090226 Hogs & Cattle Fall as Smithfield Announces Plant Closures

February 19, 2009

(Bloomberg) -- Hog futures tumbled the most in about a year after Smithfield Foods Inc., the world's largest pork processor, said it will close six plants in the U.S. Cattle prices also dropped.

The Smithfield, Virginia-based company said in a statement today that the processing plants will be shut by December, cutting 1,800 jobs to restructure its pork business. The closures may limit slaughter capacity and demand for hogs, said Don Roose, the president of U.S. Commodities Inc. in West Des Moines, Iowa.
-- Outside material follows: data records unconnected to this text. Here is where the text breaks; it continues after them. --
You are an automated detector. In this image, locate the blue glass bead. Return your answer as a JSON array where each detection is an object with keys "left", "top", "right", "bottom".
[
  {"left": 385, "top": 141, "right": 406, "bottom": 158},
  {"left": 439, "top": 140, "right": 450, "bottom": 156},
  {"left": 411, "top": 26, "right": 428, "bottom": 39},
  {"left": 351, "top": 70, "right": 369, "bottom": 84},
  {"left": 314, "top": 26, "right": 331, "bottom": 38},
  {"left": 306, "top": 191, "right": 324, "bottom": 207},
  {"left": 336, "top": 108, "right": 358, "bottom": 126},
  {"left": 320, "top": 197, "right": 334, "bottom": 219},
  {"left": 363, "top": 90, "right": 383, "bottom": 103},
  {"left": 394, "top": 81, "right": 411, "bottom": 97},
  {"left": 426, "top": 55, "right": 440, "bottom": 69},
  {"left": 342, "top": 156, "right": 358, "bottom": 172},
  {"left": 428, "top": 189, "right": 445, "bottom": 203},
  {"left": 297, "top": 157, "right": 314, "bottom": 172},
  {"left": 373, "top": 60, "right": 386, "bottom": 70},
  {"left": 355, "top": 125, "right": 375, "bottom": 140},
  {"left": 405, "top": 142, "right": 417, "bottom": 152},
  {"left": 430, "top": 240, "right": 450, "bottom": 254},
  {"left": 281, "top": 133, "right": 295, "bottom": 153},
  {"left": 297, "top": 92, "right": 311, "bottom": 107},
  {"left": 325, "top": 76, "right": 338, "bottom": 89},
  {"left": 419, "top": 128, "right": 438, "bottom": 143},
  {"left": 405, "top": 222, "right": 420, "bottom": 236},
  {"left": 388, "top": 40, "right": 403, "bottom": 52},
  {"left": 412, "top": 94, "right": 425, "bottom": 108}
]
"We're going to kill the same number of hogs, but it's just a matter of more hogs going through a narrower window," Roose said. "It backs up hog numbers, and the packer could pay less than he would normally since there will be more hogs trying to find a spot. It's kind of like musical chairs."

Hog futures for April settlement fell 2.7 cents, or 4.2 percent, to 61.05 cents a pound on the Chicago Mercantile Exchange, the biggest drop for a most-active contract since Feb. 25, 2008. The price earlier slid the CME's 3-cent trading limit to 60.75 cents a pound.

Wholesale pork rose 0.59 cent, or 1 percent, to 58.58 cents a pound today, U.S. Department of Agriculture data show. The price is up 5.9 percent this year.

Futures also fell as a drop in U.S. equities sent most commodities lower, raising concern that meat demand will shrink as the economy slumps. The Reuters/Jeffries CRB Index of 19 raw materials plunged to the lowest since June 2002. The Standard & Poor's 500 Index of U.S. stocks fell today to the lowest since November, sinking as much as 4.6 percent.

Cattle Markets

In another livestock market, cattle futures for April delivery sank 2.775 cents, or 3.2 percent, to 84.225 cents a pound on the CME. Earlier the price touched 84.025 cents, the lowest since Jan. 30. The price has fallen for four straight sessions and is down 2.1 percent this year.

Feeder-cattle futures for March delivery slid for a fourth session, dropping 2.85 cents, or 3 percent, to 91.625 cents a pound. Earlier the price tumbled the CME's 3-cent limit to 91.475 cents, the lowest since Jan. 30.

Cattle futures fell "in reaction to the lower stock market," said Dennis Smith, a senior account executive at Archer Financial Services Inc. in Chicago. "It's the major market debate right now: tight supplies versus weak recessionary demand for beef."

The price of wholesale choice beef increased 0.23 cent, or 0.2 percent, to $1.3571 a pound, USDA data show. Beef prices still have plunged 5.2 percent this year, according to the USDA.

The shrinking U.S. cattle supply may have boosted wholesale prices today, Smith said. The U.S. may produce 26.1 billion pounds of beef this year, 1.7 percent less than in 2008, the USDA said in a report today.